The coach is the bridge between children and parents. Not belonging to either side, however responsible for both. A coach sees things from the court, not from the sidelines and not from the living room. Children bring emotions, curiosity, confusion, and bursts of confidence.
Parents bring care, worry, expectation, and the desire to see progress. My job is to make these two worlds understand each other without creating unnecessary pressure. I try to speak the language of both sides and still stay neutral, because that is what protects the child’s development.
When a coach gets this balance wrong, the child is the one who pays the price. When the balance is right, the child grows safely and steadily, without losing joy.
Two Perspectives, One Goal
Children want to play. They want to feel successful, to see the shuttle fly, to hear the sound of a clean hit. They do not yet understand long-term development, physical limitations, or the patience needed to build proper technique. Their world is now. Their confidence is fragile and changes every session.
Parents want reassurance. They want to know their child is improving, enjoying the sport, building confidence, and not being left behind. They see the bigger picture, but often from a distance, which makes it harder to recognise small but essential improvements.
The coach stands between these two perspectives and tries to show both sides that they actually share the same goal, even if they express it differently.
Timing Matters
Understanding does not arrive on day one. It comes slowly, usually after the child has struggled a bit, improved a bit, and learned to trust that progress takes time. The question is not if it happens, the question is when.
If a parent expects results too early, the pressure rises, even unintentionally. If a child pushes too hard without foundations, frustration comes quickly. When the coach judges the timing well, progress feels natural. The child develops, the parent understands the journey, and both sides start to see the value of patience.
This is why communication matters. A coach needs to show parents what cannot be seen from the bench and show children what cannot be felt through excitement alone.

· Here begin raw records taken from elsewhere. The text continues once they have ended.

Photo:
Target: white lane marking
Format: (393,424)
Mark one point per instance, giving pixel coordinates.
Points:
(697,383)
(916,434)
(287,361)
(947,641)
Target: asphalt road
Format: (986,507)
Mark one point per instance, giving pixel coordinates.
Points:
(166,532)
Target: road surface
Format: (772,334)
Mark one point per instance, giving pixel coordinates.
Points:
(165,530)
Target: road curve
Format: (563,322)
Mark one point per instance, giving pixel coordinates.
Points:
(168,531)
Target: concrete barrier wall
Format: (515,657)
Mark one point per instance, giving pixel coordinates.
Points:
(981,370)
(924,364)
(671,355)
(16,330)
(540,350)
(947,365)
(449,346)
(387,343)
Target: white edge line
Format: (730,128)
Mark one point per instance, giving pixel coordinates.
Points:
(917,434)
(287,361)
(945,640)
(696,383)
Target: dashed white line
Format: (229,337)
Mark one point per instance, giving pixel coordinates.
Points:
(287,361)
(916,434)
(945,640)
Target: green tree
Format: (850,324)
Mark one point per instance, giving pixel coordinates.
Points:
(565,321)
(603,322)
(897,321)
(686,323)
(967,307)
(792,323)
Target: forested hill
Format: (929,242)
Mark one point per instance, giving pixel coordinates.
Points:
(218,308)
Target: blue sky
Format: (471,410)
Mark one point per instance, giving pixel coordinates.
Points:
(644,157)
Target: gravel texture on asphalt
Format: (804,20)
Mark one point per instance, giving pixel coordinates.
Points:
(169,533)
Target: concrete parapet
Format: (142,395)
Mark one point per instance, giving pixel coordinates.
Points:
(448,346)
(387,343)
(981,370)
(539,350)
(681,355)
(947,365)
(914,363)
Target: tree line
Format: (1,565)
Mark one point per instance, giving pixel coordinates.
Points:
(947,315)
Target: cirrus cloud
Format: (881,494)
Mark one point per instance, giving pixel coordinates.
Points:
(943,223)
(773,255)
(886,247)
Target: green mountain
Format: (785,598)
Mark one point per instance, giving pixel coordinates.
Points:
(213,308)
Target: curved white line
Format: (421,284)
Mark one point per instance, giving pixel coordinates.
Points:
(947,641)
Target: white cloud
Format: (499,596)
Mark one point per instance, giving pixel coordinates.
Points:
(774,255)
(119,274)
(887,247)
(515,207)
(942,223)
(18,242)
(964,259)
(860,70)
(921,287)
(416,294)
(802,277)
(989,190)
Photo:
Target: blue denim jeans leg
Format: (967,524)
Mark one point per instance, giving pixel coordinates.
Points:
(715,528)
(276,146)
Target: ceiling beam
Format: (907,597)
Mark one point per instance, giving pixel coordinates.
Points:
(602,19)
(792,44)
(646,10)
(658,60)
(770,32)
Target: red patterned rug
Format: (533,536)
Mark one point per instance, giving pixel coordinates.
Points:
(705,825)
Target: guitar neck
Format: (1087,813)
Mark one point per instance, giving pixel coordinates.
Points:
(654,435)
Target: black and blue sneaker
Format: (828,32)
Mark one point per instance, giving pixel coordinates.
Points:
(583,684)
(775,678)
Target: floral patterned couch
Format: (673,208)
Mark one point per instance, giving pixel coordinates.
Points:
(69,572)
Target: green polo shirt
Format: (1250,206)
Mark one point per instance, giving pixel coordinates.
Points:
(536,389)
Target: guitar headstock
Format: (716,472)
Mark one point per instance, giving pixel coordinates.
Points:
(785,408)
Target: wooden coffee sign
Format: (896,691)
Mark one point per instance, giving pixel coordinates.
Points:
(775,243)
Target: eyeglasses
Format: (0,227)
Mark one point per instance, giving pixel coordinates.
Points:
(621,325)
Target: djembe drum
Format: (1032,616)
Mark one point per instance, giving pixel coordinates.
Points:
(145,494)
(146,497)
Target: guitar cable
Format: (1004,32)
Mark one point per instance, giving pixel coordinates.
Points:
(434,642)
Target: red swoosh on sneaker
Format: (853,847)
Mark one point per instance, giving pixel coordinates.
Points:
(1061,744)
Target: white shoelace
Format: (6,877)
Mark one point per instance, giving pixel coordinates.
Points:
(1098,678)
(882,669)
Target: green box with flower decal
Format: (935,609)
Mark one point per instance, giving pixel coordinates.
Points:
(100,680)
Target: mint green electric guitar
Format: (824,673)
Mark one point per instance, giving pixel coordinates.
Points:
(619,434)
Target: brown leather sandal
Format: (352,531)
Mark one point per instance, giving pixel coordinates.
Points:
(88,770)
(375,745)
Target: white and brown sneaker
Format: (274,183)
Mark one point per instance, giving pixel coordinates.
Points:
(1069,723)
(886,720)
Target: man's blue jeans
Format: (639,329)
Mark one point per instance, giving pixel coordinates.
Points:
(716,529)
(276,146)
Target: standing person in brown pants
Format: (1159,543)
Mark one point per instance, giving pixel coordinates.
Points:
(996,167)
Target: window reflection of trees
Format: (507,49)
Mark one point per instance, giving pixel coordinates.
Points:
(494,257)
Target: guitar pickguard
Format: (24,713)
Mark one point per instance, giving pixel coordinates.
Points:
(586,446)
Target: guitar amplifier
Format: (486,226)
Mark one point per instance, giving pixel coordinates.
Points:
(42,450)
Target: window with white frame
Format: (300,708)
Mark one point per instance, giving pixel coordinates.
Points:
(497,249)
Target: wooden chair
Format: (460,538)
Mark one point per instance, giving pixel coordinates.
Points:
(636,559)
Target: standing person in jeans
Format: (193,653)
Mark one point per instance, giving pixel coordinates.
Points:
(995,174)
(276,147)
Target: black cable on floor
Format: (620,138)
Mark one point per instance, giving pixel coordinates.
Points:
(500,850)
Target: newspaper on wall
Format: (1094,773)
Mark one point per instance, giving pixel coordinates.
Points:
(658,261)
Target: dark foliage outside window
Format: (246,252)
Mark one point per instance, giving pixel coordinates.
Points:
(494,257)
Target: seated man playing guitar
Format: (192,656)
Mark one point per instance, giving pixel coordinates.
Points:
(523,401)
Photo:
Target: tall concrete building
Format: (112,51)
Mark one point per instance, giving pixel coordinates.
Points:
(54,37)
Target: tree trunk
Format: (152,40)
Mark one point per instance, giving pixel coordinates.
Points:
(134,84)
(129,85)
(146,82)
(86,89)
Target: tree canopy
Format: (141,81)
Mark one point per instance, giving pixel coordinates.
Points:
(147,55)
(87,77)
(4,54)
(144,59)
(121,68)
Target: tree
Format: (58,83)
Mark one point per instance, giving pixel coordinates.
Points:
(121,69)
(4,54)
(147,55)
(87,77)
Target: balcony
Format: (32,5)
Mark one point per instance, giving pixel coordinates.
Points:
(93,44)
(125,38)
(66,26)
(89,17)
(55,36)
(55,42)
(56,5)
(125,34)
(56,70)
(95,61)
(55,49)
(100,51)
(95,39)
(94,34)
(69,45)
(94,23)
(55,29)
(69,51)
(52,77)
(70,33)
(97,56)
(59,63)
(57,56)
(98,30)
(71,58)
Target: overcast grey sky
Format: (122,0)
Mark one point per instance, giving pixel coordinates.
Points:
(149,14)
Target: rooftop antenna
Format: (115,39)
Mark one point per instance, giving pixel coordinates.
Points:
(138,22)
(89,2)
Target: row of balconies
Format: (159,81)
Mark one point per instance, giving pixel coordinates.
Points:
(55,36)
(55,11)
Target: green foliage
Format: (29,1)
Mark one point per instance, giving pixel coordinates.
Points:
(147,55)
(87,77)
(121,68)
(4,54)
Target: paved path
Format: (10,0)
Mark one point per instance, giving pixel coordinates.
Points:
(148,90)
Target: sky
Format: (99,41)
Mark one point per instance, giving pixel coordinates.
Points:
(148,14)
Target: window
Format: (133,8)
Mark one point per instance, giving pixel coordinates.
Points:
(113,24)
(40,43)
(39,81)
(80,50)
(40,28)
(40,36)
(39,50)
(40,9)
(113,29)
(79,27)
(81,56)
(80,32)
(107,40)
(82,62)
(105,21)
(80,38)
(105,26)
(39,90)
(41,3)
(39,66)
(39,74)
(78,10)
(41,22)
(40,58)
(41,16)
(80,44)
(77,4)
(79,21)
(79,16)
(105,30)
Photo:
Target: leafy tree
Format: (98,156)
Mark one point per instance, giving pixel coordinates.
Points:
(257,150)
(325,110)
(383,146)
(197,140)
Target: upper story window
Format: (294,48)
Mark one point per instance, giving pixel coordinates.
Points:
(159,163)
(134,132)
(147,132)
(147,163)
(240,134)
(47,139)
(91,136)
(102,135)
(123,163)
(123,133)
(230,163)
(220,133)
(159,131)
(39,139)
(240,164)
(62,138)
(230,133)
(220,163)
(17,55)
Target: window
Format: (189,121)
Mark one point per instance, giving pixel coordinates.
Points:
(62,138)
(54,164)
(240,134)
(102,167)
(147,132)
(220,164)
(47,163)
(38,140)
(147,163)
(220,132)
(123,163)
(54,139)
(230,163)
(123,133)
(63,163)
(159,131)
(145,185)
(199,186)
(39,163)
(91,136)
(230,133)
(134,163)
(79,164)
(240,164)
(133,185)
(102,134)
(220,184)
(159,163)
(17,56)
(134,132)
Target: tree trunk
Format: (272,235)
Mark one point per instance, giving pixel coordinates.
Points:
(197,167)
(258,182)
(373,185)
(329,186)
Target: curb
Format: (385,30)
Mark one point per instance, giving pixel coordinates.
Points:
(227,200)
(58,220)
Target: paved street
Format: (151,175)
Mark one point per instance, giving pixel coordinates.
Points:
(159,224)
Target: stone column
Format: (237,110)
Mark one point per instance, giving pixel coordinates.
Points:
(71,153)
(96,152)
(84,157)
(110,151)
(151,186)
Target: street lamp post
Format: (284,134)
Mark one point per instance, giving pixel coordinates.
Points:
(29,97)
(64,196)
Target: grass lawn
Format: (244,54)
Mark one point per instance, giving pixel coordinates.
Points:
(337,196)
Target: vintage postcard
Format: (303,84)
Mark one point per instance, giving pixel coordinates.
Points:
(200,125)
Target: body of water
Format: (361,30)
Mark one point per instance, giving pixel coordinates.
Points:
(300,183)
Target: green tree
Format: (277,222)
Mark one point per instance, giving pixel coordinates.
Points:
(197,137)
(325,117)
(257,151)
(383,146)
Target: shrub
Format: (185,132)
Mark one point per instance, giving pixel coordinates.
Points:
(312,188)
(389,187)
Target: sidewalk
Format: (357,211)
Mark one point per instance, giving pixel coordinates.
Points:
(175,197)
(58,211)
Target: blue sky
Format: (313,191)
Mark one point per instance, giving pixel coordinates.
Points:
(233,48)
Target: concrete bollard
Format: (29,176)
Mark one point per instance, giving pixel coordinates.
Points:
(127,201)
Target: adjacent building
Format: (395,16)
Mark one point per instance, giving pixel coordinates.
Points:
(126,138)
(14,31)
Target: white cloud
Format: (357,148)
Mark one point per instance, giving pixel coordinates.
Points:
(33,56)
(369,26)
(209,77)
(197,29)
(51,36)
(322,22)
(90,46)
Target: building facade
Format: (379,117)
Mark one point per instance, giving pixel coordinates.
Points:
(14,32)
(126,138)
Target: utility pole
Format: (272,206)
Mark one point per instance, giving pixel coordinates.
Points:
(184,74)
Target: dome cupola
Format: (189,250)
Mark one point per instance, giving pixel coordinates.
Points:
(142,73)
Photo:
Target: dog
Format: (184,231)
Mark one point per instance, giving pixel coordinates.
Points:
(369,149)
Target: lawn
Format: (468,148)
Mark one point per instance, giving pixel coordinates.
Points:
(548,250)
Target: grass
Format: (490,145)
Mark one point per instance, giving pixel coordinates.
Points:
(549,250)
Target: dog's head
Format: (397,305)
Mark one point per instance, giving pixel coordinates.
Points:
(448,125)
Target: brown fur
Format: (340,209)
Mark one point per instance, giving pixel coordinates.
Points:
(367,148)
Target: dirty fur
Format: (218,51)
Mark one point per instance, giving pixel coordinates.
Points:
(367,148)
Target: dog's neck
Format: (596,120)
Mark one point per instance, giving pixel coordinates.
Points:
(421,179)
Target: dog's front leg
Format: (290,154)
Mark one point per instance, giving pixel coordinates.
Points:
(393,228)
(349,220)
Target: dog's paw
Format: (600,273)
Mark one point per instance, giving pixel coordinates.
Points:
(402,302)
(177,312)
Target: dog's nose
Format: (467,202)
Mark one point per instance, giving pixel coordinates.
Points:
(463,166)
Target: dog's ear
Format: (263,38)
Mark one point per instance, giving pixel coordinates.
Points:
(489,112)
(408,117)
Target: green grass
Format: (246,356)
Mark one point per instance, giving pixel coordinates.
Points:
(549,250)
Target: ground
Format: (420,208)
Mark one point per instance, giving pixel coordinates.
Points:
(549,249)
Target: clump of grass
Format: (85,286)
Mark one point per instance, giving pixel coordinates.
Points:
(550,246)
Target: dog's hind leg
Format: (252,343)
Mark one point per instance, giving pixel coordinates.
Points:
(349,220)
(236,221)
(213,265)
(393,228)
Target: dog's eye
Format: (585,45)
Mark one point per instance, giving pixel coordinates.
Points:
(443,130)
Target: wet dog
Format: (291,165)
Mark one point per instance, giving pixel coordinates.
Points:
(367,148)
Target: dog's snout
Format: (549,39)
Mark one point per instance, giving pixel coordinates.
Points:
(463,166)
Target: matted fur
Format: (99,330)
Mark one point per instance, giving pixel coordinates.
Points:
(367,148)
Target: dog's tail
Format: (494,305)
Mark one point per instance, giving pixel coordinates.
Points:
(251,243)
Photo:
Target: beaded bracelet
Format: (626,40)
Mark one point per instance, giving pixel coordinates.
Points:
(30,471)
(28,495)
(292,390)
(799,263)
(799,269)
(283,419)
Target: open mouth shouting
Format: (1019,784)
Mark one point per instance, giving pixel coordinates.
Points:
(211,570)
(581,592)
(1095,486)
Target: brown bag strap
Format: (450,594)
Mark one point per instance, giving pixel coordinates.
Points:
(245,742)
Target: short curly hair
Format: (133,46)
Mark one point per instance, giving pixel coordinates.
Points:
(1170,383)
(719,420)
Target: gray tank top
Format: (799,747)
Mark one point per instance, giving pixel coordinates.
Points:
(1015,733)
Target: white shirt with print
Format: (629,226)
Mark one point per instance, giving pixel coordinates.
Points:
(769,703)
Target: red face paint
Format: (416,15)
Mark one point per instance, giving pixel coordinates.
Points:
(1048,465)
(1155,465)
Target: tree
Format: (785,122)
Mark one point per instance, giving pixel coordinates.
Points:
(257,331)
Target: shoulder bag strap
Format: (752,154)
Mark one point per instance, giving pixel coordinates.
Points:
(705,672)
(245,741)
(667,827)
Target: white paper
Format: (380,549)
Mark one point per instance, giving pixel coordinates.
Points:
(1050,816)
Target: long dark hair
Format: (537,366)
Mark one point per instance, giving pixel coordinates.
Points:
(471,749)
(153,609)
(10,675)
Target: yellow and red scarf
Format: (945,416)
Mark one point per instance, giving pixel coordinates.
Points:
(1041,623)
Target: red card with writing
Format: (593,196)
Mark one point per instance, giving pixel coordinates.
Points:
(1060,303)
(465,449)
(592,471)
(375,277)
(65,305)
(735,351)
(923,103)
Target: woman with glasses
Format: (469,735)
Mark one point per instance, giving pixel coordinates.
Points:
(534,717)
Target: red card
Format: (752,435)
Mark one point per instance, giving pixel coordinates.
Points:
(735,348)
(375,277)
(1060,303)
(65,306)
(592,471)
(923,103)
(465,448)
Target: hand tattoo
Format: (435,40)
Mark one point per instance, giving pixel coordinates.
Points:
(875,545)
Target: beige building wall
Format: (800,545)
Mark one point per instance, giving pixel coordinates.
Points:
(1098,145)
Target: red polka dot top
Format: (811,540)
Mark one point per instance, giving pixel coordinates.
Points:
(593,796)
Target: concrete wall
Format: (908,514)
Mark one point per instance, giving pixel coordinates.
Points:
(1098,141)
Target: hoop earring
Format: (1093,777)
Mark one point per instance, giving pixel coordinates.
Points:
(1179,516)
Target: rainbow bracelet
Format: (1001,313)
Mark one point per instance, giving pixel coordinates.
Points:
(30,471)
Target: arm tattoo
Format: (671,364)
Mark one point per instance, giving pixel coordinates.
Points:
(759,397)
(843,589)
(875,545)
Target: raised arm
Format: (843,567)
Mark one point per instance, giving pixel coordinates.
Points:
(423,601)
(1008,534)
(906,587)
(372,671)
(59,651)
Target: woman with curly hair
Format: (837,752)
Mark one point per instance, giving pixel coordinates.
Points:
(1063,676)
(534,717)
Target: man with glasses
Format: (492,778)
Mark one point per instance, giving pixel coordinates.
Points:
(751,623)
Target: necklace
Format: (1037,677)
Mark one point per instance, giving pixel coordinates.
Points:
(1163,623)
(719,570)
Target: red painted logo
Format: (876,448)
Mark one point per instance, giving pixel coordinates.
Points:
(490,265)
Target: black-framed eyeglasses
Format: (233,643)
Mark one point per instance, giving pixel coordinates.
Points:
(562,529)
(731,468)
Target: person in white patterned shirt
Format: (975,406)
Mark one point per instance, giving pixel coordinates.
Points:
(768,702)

Protecting Joy, Reducing Pressure
If we are not chasing performance, only a healthy child, then the priorities change. We focus on movement quality, coordination, rhythm, physical literacy, and confidence. The goal is not medals, but consistency, enjoyment, and a strong connection to the sport.
In this phase, the coach protects the child from unnecessary expectations. A child should not worry about who they beat, who they lost to, or how quickly someone else develops. Parents should not worry that progress is too slow, because slow progress is still progress and often the safest kind.
The coach makes sure the environment stays enjoyable, structured, and honest. Joy is not childish. Joy is fuel. Without it, long-term development does not exist.
Understanding Will Come, But When?
Every family eventually understands what development really means. That badminton is not a straight line. That children grow unevenly. That confidence disappears and returns. That technique takes time. That a supportive environment matters more than early results.
My role is to guide both sides to that understanding without damaging the child’s spirit. I do not belong to parents and I do not belong to children. I stand between them, supporting both.
And when all three of us align, the child moves forward safely, confidently, and without pressure. That is the real success.